I write a lot of JavaScript and I'm not even sure this is preferable. The "object wrappers" like String are considered deprecated in some circles as a matter of style, e.g. by Crockford. From this point of view, a stricter check is cleaner. And contrary to what the article implies, String(foo) is a cast to a primitive string, and doesn't create an object like 'new String' does.

So the Google function correctly returns whether String(foo) is a no-op.

jhawk28 · on Nov 12, 2009

The project is open source and patches can be submitted.

tlrobinson · on Nov 12, 2009

If you want to super careful, obj.hasOwnProperty(key) is actually dangerous. What happens when obj has it's own property named "hasOwnProperty"?

The safest thing to do is:

    Object.prototype.hasOwnProperty(obj, key)

Of course, as with the "undefined" example, malicious or incompetent code could overwrite Object.prototype.hasOwnProperty

n8agrin · on Nov 12, 2009

My favorite part:

This function checks if a particular variable has a value defined. Or it does, unless a 3rd party script sets the global undefined variable to something else. This single line of code anywhere in the page will bring Closure Library crashing down:

var undefined = 5;

Relying on the global undefined variable is another rookie mistake for JavaScript library authors.

Granted, yes I think libraries in particular should code defensively and I originally saw the var undefined; trick in jQuery some time ago, but realistically, I think they are making a mountain of a mole hill. In my mind it's more of a rookie mistake to trample the undefined type in your code than it is to assume the undefined type has been trampled. I'm no elite js interpreter wizard but in fact I believe the other reason why libraries use the var undefined; trick is to gain a slight speed boost.

boucher · on Nov 12, 2009

Some code is so bad that it's hard to have sympathy for the people who wrote it when stuff breaks. Overriding undefined is one of those things.

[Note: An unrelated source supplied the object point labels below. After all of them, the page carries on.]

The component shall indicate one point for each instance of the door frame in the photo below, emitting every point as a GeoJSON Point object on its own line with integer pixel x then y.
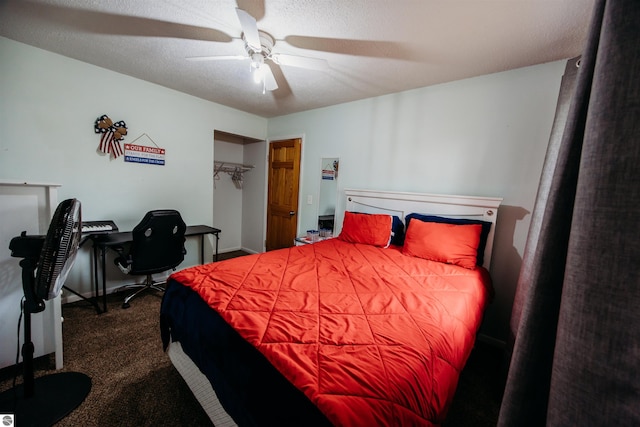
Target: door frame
{"type": "Point", "coordinates": [268, 141]}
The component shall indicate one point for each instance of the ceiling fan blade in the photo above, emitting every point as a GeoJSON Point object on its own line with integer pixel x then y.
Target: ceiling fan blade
{"type": "Point", "coordinates": [215, 58]}
{"type": "Point", "coordinates": [300, 61]}
{"type": "Point", "coordinates": [269, 79]}
{"type": "Point", "coordinates": [95, 22]}
{"type": "Point", "coordinates": [250, 29]}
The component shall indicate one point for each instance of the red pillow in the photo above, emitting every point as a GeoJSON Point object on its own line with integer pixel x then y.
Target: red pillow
{"type": "Point", "coordinates": [368, 229]}
{"type": "Point", "coordinates": [448, 243]}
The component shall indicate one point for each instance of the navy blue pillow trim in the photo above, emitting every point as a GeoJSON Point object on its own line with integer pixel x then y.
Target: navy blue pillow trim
{"type": "Point", "coordinates": [484, 234]}
{"type": "Point", "coordinates": [397, 231]}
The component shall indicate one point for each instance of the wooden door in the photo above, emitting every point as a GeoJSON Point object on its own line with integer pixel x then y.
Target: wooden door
{"type": "Point", "coordinates": [282, 202]}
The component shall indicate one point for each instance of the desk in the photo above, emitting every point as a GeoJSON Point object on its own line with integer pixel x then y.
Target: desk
{"type": "Point", "coordinates": [106, 240]}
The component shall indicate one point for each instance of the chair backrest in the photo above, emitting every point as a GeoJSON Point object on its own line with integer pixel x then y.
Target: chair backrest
{"type": "Point", "coordinates": [158, 242]}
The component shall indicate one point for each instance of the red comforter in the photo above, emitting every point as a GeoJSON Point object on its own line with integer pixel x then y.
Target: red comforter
{"type": "Point", "coordinates": [371, 336]}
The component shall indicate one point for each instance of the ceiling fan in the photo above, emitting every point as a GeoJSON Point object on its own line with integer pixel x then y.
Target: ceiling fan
{"type": "Point", "coordinates": [259, 49]}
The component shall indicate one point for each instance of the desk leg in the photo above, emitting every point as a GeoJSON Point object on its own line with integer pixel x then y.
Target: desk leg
{"type": "Point", "coordinates": [104, 280]}
{"type": "Point", "coordinates": [217, 238]}
{"type": "Point", "coordinates": [95, 276]}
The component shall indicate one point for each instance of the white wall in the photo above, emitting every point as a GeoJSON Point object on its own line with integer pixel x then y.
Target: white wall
{"type": "Point", "coordinates": [48, 105]}
{"type": "Point", "coordinates": [483, 136]}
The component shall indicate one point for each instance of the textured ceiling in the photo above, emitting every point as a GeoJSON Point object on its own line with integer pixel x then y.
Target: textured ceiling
{"type": "Point", "coordinates": [373, 47]}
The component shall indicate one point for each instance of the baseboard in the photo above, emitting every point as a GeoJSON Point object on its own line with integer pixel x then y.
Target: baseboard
{"type": "Point", "coordinates": [251, 251]}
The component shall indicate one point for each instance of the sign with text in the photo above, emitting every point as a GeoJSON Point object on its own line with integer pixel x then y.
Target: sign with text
{"type": "Point", "coordinates": [143, 154]}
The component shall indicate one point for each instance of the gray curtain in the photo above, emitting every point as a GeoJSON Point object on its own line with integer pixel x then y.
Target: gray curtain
{"type": "Point", "coordinates": [576, 318]}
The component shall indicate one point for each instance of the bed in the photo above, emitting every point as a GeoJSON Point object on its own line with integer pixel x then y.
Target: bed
{"type": "Point", "coordinates": [372, 327]}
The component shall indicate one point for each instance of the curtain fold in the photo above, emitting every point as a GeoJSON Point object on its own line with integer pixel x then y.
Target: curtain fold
{"type": "Point", "coordinates": [576, 317]}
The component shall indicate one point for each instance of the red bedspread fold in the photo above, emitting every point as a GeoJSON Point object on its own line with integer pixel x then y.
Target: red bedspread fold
{"type": "Point", "coordinates": [371, 336]}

If we're getting that nitpicky, having an isDef method at all is adding an unnecessary function call that will slow down your program. And while you certainly could create an undefined variable for checking against each time, I'd hardly say not doing so is a "rookie mistake".

kunley · on Nov 12, 2009

Funny.

Blogger complaints that there's permanent lack of some optimizations in the code because authors have chosen an intuitive way of expressing things in the language. The problem is maybe not the authors, but the fact that efficient way of programming in JS is usually counter-intuitive.

Wake up JS, it's XXI century! ;P

aarongough · on Nov 12, 2009

Wow, sometime reading around HN is a little scary! The sheer amount of expertise that the community can bring to bear on nearly any topic is pretty crazy. Even more-so with something like this that impinges on a core subject for many of the people here...

lhorie · on Nov 12, 2009

Is it just me, or is it becoming fashionable to criticize google's code? This one is a few days old:

http://webreflection.blogspot.com/2009/11/google-closure-im-...

jpcx01 · on Nov 12, 2009

Pretty good critique. Hopefully Google gets these (mostly minor issues) cleaned up in the next release.

boucher · on Nov 12, 2009

I'd say it isn't. As you said, most of the problems are minor. Some of the performance assumptions are false. Very little of this seems to be of any consequence.

jomohke · on Nov 12, 2009

Agreed. I was expecting a critique of the library API. JavaScript APIs (including, especially, the browser APIs) have a long history of being overly-verbose, and designed as if it was Java.

Has anyone used the closure library API enough to comment?

jollojou · on Nov 12, 2009

The article succeeds at least in one thing. It shows that not everything Google releases is perfect and great. Keep your eyes open.